The jobless rate, already at 4%, is predicted to fall further to 3.75%, hitting a five-decade low. Wage growth, however, is only at 2.3%.
"The low wage growth, compared with unusually high price growth, means wage growth has slipped 1.2% below price growth over the past year. That means what Australians are earning isn’t keeping up with rising prices," Peetz said. "If price growth merely stays at its current level of 3.5%, the budget’s forecast of 3.25% wage growth means real wages will fall."
With a lower ratio between the unemployed and available jobs, employers should therefore consider offering higher wages in a bid to fill these open positions. Otherwise, employers who pay low wages can expect to "pay the price with higher staff turnover, unfilled vacancies, absenteeism or poor product quality," Peetz said.
"But [employers] still feel they can get away with paying low wages, and leaving many vacancies unfilled.

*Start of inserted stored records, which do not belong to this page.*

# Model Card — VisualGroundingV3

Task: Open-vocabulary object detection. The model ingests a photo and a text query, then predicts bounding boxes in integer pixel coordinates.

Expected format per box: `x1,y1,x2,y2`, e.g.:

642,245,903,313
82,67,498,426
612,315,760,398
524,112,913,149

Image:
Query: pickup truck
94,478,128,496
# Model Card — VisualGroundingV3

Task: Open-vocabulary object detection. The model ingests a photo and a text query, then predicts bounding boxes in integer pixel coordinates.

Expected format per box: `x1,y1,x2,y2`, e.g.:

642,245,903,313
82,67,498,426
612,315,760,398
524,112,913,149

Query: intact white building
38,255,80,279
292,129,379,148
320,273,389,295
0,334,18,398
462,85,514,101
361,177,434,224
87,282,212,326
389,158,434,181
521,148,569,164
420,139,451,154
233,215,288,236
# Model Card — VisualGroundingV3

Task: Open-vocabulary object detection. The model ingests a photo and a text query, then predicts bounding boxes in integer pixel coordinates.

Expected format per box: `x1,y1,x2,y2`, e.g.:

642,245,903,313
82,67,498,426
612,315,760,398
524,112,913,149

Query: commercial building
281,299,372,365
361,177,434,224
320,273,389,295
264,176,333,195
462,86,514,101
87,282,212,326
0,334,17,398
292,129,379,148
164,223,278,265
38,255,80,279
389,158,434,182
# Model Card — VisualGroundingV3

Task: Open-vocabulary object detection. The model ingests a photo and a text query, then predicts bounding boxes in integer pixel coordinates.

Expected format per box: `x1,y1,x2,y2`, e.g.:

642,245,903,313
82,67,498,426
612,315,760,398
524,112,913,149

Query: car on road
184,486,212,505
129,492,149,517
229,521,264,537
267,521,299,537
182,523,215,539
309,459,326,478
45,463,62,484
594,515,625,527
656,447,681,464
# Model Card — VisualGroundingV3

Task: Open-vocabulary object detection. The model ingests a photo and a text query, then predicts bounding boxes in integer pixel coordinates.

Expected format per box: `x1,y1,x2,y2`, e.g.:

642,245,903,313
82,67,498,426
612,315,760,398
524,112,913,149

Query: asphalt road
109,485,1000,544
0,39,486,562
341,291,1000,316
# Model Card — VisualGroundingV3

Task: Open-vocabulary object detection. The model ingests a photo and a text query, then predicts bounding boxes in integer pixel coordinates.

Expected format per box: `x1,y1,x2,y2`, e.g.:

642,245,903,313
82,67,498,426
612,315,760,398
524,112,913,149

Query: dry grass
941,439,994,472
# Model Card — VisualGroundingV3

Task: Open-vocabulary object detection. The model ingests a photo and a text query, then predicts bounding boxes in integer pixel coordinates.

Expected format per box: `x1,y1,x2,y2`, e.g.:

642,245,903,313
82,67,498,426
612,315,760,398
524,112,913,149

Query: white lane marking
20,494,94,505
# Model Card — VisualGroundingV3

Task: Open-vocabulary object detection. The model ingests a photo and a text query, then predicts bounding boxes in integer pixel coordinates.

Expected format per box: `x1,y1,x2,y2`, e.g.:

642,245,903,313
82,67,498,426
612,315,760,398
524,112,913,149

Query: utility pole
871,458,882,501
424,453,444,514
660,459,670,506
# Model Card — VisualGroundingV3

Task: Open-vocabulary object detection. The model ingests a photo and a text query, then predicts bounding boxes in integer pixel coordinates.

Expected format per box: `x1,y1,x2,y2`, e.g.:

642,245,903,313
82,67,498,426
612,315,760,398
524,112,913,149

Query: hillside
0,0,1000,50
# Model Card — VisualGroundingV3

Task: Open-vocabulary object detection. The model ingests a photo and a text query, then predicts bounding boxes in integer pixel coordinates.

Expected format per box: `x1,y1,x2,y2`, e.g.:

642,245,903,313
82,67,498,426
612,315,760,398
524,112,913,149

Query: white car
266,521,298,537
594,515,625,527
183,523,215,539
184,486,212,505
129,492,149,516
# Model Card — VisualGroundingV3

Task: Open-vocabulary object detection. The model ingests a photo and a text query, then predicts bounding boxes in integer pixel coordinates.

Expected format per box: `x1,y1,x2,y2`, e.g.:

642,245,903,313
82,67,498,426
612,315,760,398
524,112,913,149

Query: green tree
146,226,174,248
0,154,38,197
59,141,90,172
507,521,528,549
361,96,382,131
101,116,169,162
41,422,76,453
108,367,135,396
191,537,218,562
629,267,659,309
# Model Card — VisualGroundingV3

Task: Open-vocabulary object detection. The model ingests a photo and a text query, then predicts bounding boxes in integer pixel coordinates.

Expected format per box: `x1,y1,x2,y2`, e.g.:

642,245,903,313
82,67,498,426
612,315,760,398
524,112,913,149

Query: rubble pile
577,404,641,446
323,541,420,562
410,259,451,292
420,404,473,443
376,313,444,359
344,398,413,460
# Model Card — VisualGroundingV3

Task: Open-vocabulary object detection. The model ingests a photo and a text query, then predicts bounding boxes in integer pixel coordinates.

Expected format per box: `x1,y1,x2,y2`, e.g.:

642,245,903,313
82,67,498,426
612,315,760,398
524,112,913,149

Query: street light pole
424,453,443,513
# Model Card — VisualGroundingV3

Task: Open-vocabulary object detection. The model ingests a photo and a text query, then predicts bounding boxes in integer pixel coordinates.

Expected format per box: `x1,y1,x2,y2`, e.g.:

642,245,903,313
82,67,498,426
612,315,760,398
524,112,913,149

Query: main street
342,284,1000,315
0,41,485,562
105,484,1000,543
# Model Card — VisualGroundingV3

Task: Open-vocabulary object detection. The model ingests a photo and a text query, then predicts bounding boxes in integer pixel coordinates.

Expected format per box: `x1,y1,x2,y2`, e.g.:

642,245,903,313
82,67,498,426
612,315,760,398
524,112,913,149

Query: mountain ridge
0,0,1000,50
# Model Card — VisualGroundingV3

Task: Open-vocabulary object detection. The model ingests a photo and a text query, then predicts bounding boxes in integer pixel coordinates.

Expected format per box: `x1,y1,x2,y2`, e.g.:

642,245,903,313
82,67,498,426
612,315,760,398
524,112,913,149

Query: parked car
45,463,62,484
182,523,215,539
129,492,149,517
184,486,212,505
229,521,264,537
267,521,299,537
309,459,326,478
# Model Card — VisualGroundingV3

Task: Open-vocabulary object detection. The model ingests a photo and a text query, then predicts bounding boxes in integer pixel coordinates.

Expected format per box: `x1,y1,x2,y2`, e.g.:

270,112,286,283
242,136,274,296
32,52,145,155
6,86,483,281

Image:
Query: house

And other employers feel they are forced to keep wages low, due to competing against low-price firms and because their immediate customers (such as supermarkets) insist on low prices," he said.
These employers are able to choose to pay lower wages than in the past because workers are less powerful and their collective bargaining power is less effective than it once was.
Workers are also contending with other factors such as casual employment, contracting, labour hire, franchising or underemployment. Meanwhile, industrial disputes are purportedly at "record lows partly because industrial laws have changed," so unions are now finding it harder to demand better wages.
"Don’t expect any surges in real wages, no matter how tight the labour market is, while this new structure remains," Peetz said.